Bir zamanlar, bir delikanlı bir bilgeye talebe olmak istedi.
‘’Bana talebe olmak zordur, korkarım sen bunu başaramazsın’’ dedi Bilge. Ama genç kararlıydı. Kendisinden ne isterse yapmaya hazır olduğunu söyledi. Bilge de ona manevi yoldaki ilk vazifesini verdi;
‘’Bir yıl boyunca kim seni kızdırmaya çalışırsa ona bir lira vereceksin.’’
Genç denileni yaptı ve tam bir yıl boyunca kendisini öfkelendirmeye çalışan insanlara para verdi.

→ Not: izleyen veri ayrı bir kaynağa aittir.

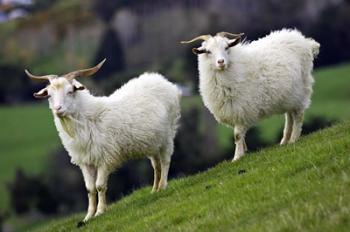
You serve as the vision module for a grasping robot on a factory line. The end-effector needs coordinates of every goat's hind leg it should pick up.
[280,112,293,145]
[77,165,96,227]
[95,166,110,217]
[289,111,304,143]
[157,144,174,191]
[150,156,161,193]
[232,126,247,162]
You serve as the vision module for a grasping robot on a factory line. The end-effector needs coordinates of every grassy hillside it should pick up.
[30,122,350,231]
[0,105,58,209]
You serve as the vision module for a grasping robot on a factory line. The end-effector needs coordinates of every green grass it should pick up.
[0,104,59,209]
[30,122,350,231]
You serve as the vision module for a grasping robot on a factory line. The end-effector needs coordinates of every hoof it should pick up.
[77,221,86,228]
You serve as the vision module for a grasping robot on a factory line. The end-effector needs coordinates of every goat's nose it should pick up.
[55,106,62,110]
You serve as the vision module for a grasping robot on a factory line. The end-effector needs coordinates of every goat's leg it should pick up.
[95,166,110,216]
[289,111,304,143]
[150,156,162,193]
[232,126,247,162]
[79,165,96,225]
[157,144,174,191]
[280,112,293,145]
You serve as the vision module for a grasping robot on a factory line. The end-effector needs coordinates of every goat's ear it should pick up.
[73,84,85,92]
[228,37,241,48]
[192,47,207,55]
[33,88,49,99]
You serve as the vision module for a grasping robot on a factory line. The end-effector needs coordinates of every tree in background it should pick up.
[311,0,350,65]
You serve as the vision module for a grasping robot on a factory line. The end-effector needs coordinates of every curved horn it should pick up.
[64,58,106,80]
[216,31,244,38]
[24,69,57,81]
[181,35,211,44]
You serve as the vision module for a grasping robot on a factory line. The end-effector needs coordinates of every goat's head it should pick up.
[25,59,106,117]
[181,32,244,70]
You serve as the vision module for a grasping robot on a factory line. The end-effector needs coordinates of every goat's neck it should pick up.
[55,91,104,138]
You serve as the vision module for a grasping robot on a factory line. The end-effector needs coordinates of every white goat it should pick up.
[182,29,320,161]
[26,60,180,226]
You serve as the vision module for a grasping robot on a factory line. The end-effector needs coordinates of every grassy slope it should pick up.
[0,105,58,209]
[32,122,350,231]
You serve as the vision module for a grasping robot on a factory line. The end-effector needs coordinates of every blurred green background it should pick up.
[0,0,350,231]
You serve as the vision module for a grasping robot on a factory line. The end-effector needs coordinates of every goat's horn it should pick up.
[181,35,211,44]
[64,58,106,80]
[24,69,57,81]
[216,31,244,38]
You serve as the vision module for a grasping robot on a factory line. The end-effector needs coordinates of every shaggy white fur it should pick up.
[186,29,320,160]
[30,73,181,225]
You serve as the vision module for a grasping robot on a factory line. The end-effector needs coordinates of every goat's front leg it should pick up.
[79,165,96,225]
[95,166,109,216]
[232,126,247,162]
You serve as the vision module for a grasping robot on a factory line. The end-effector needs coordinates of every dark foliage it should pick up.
[311,1,350,65]
[94,28,125,80]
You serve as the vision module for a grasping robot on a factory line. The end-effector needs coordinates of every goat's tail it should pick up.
[308,38,321,58]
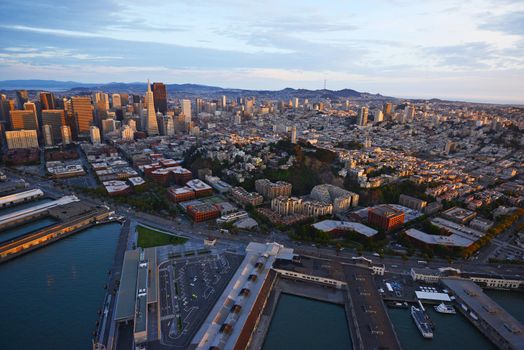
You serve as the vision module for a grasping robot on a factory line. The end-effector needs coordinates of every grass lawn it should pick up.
[136,225,187,248]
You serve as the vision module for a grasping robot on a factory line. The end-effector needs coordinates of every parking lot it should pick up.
[159,253,243,349]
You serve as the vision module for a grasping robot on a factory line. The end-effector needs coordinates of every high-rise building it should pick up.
[122,125,135,141]
[89,126,102,145]
[357,107,369,126]
[60,125,72,145]
[71,96,93,137]
[42,109,66,142]
[10,110,38,130]
[42,124,54,147]
[111,94,122,109]
[181,100,191,124]
[145,80,158,136]
[153,83,167,114]
[16,90,29,109]
[291,126,297,144]
[383,102,393,118]
[220,95,227,111]
[102,118,116,136]
[40,91,56,110]
[5,130,38,150]
[195,98,204,116]
[373,109,384,123]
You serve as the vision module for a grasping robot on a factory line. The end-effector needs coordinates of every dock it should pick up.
[441,278,524,350]
[0,201,111,263]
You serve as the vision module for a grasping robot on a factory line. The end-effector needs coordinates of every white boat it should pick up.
[433,303,457,315]
[411,306,433,339]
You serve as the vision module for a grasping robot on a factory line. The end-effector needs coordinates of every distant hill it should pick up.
[0,80,387,99]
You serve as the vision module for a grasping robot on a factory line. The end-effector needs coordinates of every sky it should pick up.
[0,0,524,104]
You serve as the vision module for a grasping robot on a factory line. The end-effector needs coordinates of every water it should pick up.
[0,223,120,350]
[484,289,524,324]
[263,294,352,350]
[388,305,497,350]
[0,217,57,243]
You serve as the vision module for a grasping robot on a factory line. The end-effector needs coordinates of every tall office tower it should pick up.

Bir yılın sonunda genç, bilgeye geldi ve bundan sonraki vazifesine hazır olduğunu bildirdi.
‘’Önce şehre git ve bana biraz yiyecek al’’ dedi bilge.
Genç yanından ayrılır ayrılmaz, bilge dilenci kıyafetlerine bürünüp sadece kendisinin bildiği kısa bir yoldan gençlten önce şehre ulaştı. Gencin geçeceği yola oturdu onu bekledi. Tam genç yanından geçecekken dilenci ona hakaret etmeye başladı. Başkalarının duyacağı sesle ne kadar aptal göründüğünü söyledi. Genç, dilencinin bağırması üzerine şöyle bir etrafına baktı ve…….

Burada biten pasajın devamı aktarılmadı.